Others, whose openings generated giddy excitement in foodie circles and many column inches of free advertising, have flourished briefly and then disappeared, the gastronomic equivalents of passing fads or one-hit wonders.
The comparison is apt because the restaurant business increasingly seems a branch of fashion and entertainment, notably in the celebrity status given certain chefs whose culinary skills are more than matched by their talent for self-marketing.
Then there's the increasing prominence given to restaurant reviews which used to languish back with gardening columns and amateur dramatics. I'd like to think I played a small part in this development by hiring Renaissance man Hamish Keith to review restaurants for a short-lived and long-forgotten Auckland newspaper.
There were no advance expenses for contributors in those days, so Keith had to carry the cost of his weekly outings for as long as it took the paper to reimburse him, which was generally far too long. I fear my inability to extract money from the accounts department was a constant source of exasperation.

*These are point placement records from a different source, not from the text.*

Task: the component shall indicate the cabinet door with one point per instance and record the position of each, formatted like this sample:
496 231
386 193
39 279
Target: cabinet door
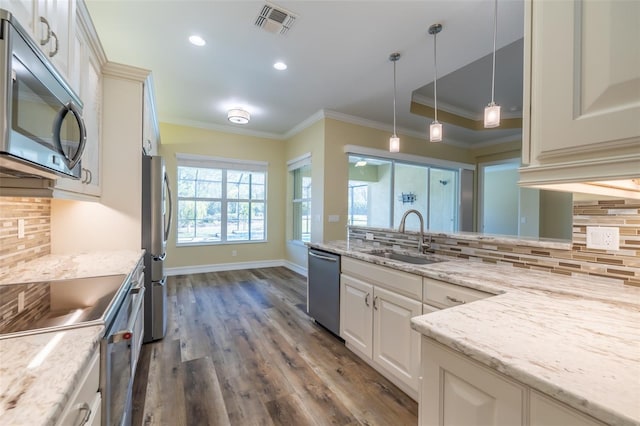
395 345
356 317
24 11
59 15
458 391
545 411
91 92
585 74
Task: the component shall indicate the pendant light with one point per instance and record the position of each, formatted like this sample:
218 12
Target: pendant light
435 130
394 141
492 111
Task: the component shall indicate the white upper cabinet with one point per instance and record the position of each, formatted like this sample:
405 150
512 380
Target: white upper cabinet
582 91
150 130
24 11
51 24
55 27
85 76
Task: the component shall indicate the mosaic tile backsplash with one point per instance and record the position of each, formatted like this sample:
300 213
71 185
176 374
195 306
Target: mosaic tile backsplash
36 243
622 265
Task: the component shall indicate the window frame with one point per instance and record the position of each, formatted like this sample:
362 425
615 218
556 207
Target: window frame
225 165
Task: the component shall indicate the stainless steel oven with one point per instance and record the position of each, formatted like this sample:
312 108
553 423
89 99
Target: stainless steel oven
120 349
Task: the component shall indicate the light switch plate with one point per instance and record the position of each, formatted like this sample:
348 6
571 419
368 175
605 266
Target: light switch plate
603 238
20 228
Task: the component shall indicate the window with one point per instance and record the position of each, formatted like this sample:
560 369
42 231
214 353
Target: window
381 190
300 172
220 200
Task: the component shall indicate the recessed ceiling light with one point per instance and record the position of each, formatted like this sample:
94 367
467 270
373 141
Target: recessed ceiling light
197 40
238 116
280 66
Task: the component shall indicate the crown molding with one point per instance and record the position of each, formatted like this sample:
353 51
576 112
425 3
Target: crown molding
224 128
114 69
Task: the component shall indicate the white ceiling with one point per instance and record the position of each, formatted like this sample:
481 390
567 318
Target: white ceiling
337 53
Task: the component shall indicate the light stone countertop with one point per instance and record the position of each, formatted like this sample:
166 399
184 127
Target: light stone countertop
575 338
37 396
79 265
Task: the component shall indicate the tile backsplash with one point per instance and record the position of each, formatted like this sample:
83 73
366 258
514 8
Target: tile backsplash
36 213
622 265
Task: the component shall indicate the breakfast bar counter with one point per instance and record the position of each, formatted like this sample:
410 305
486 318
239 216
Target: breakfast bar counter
575 338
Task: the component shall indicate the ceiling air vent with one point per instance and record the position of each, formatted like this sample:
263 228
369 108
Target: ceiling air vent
275 19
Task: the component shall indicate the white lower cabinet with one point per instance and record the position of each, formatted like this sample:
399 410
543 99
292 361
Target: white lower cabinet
396 347
375 320
456 390
356 319
84 406
545 411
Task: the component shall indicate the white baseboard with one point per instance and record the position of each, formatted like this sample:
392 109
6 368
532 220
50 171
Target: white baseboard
218 267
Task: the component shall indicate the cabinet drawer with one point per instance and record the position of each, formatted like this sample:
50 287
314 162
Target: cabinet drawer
398 281
445 295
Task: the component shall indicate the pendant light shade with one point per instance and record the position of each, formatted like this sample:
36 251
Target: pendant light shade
435 130
394 141
492 111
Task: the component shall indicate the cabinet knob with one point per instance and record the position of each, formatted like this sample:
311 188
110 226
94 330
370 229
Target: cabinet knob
54 52
47 33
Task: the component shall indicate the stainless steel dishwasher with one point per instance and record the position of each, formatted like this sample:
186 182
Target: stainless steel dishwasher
323 289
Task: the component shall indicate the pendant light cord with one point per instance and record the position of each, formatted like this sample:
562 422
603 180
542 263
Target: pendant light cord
435 78
495 32
394 98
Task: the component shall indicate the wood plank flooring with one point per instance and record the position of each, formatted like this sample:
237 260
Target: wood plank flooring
241 350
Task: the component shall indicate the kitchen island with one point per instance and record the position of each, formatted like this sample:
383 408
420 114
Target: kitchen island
574 338
40 372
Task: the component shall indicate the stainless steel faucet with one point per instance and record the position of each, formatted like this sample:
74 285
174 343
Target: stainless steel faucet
401 227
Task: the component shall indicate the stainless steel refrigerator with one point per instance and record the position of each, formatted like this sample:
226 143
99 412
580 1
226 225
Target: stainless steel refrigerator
156 222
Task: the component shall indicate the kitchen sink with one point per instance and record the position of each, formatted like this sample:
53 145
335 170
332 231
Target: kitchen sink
416 259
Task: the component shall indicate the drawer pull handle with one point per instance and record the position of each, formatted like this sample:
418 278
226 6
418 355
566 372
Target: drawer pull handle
87 410
454 300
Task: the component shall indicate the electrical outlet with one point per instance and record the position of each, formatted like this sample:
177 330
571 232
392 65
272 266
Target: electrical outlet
21 301
20 228
603 238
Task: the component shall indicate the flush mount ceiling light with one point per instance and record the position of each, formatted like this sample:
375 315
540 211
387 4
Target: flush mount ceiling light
435 130
492 111
197 40
238 116
394 141
280 66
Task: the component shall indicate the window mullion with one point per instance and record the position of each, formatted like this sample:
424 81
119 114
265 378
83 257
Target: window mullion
224 207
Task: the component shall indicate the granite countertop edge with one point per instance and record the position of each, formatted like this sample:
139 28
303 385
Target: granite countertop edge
42 397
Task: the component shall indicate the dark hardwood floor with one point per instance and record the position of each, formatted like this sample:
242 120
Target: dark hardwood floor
241 350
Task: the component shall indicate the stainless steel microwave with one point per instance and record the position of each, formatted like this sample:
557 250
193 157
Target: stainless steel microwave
42 131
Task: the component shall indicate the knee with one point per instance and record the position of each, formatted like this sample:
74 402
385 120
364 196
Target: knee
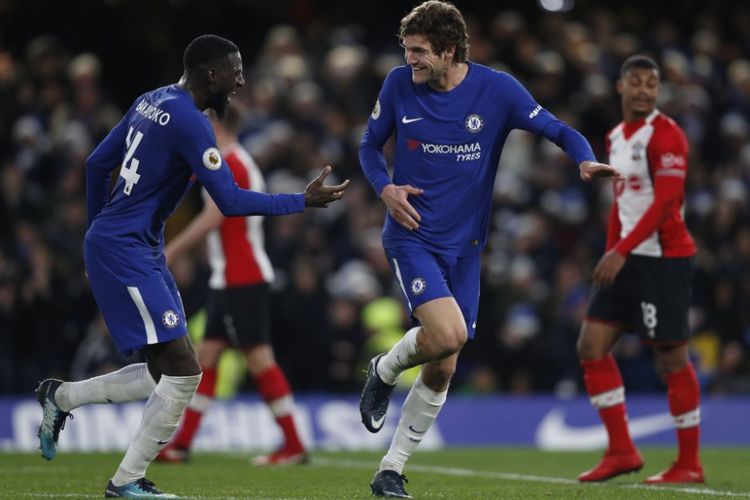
451 340
591 347
586 349
437 376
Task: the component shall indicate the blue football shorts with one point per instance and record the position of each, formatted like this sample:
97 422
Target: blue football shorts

Elsewhere, the grandees of the genre are spared such indignities. Even after almost four decades, the expenses of the late R.W. "Johnny" Apple could still generate shock and awe among his colleagues at the New York Times.
By his admission, Apple was a gourmand as opposed to a gourmet; rather than dither over a menu he simplified what could be a terribly difficult choice by telling them to bring everything.
American restaurant reviewing tends to be respectfully earnest, with a disconcerting tendency to approach what's on the plate with the probing inquisitiveness of a forensic pathologist.
British practitioners generally take a breezier, more personal tack, to the point that some reviews read like an extract from an autobiography.
The big dog of the British pack is the Sunday Times' A.A. Gill.
He was once booted out of one of Gordon Ramsay's restaurants for having described him as "a wonderful chef but second-rate human being".
This seems precious and perverse of someone who built a brand on reducing underlings to tears.
Some years ago, Vanity Fair unleashed Gill on New York's hottest restaurant, a nouveau Chinese monument to pretension, 66.
He produced a vituperative tour de force which, in addition to making the food sound repulsive, caught the snobbery and bogusness that so often surrounds supposedly cutting-edge projects.
"Tell me," he wrote, "what two attributes should hot and sour soup have? Take your time. It was neither ... the memory of the rest has been elided into one long, bland, watery compost that could barely incite flatulence."
Vanity Fair didn't get where it is by mercilessly taking the p*** out of Manhattan's smart set, which is essentially what Gill did.
Who, after all, had made 66 New York's hottest restaurant? So it's not surprising he wasn't given a regular gig.
I'm sure all concerned are more comfortable with the piece in a recent issue which ends thus: "I am comforted by the idea of a place more beautiful than Earth, where the anxieties of worldly life vanish and all you feel is bliss. Does such a heaven exist? If not - or until we reach it - there is La Grenouille."
Last week, a friend and I conducted a whirlwind sampling of restaurants in the Wellington region.
Most passed the value for money test which I still find the single best measure.
Some - the French Bistro in Martinborough, Bella Italia in Petone, Simply Paris in Cuba Street - passed with flying colours.
The big disappointment was the much-touted fish and chips at the Lake Ferry hotel on the South Wairarapa coast.
They were half as good as those on offer a stone's throw from the Beehive and, at $10 a pop, twice as expensive.